Durch die Novellierung im Jahr 2005 gibt es mit dem Sicherungsniveau einen Vergleich von Rente und Arbeitsentgelt vor Steuerabzug. Dabei handelt es sich um das sogenannte steuerbereinigte Nettorentenniveau, das als Maßstab dient.

Das Sicherungsniveau dient dazu, um beurteilen zu können, wie sich die Renten entwickeln. Der Grund, warum diese Bestimmung in Kraft getreten ist, liegt darin, dass die neuen Regelungen bei der Rentenbesteuerung nicht mehr dafür geeignet sind, ein einheitliches Nettorentenniveau für alle Jahrgänge zu ermitteln. Dabei handelt es sich um eine Orientierungsgröße, die den Sicherungsstandard der Renten im Land wiedergibt.

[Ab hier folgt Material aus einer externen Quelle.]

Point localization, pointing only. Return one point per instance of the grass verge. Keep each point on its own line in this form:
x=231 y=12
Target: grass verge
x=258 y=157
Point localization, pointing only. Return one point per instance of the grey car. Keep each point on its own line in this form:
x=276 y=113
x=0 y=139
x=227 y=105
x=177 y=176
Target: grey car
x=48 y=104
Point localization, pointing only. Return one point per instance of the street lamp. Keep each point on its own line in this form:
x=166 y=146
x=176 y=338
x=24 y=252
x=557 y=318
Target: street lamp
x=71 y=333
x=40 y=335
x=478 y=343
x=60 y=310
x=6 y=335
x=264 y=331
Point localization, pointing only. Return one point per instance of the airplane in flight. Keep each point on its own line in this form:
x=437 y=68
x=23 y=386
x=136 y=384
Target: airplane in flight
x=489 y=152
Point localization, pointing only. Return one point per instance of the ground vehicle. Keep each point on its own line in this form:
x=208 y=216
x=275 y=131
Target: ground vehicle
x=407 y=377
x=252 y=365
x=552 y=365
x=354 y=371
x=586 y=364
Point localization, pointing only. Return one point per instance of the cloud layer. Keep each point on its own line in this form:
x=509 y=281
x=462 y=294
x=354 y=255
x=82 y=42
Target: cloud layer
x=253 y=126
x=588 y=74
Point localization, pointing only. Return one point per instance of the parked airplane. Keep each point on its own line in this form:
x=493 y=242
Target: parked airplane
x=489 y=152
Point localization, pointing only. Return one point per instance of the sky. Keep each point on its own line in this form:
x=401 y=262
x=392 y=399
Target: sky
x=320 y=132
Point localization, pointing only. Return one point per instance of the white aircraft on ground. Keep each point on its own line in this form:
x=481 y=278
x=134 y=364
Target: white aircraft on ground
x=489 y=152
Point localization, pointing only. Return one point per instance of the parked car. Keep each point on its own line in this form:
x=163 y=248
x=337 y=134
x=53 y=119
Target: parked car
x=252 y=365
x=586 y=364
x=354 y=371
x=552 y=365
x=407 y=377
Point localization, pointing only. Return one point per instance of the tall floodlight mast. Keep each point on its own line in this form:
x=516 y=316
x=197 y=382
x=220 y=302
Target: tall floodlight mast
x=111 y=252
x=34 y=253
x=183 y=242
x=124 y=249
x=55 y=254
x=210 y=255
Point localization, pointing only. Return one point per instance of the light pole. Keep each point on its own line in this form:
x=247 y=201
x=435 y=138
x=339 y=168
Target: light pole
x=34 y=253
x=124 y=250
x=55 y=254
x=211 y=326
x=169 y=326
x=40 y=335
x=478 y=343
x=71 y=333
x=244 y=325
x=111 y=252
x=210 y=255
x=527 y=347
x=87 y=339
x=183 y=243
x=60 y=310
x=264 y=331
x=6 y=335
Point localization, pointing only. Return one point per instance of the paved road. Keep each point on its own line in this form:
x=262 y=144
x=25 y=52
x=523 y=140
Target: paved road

Es stellt die Rentenhöhe eines Standardrentners, der 45 Jahre lang einen Durchschnittsverdienst erhielt, dem Arbeitsentgelt gegenüber, das ein Arbeiter heutzutage durchschnittlich bezieht. Das Sicherungsniveau lag im Jahr 2007 bei 54 Prozent. Bis zum Jahr 2020 ist geplant, dieses Niveau auf 46 Prozent vor Steuern zu senken, wobei es aufgrund der unterschiedlichen Steuerbelastung von Rentnern und von Arbeitnehmern zu Verzerrungen kommen kann.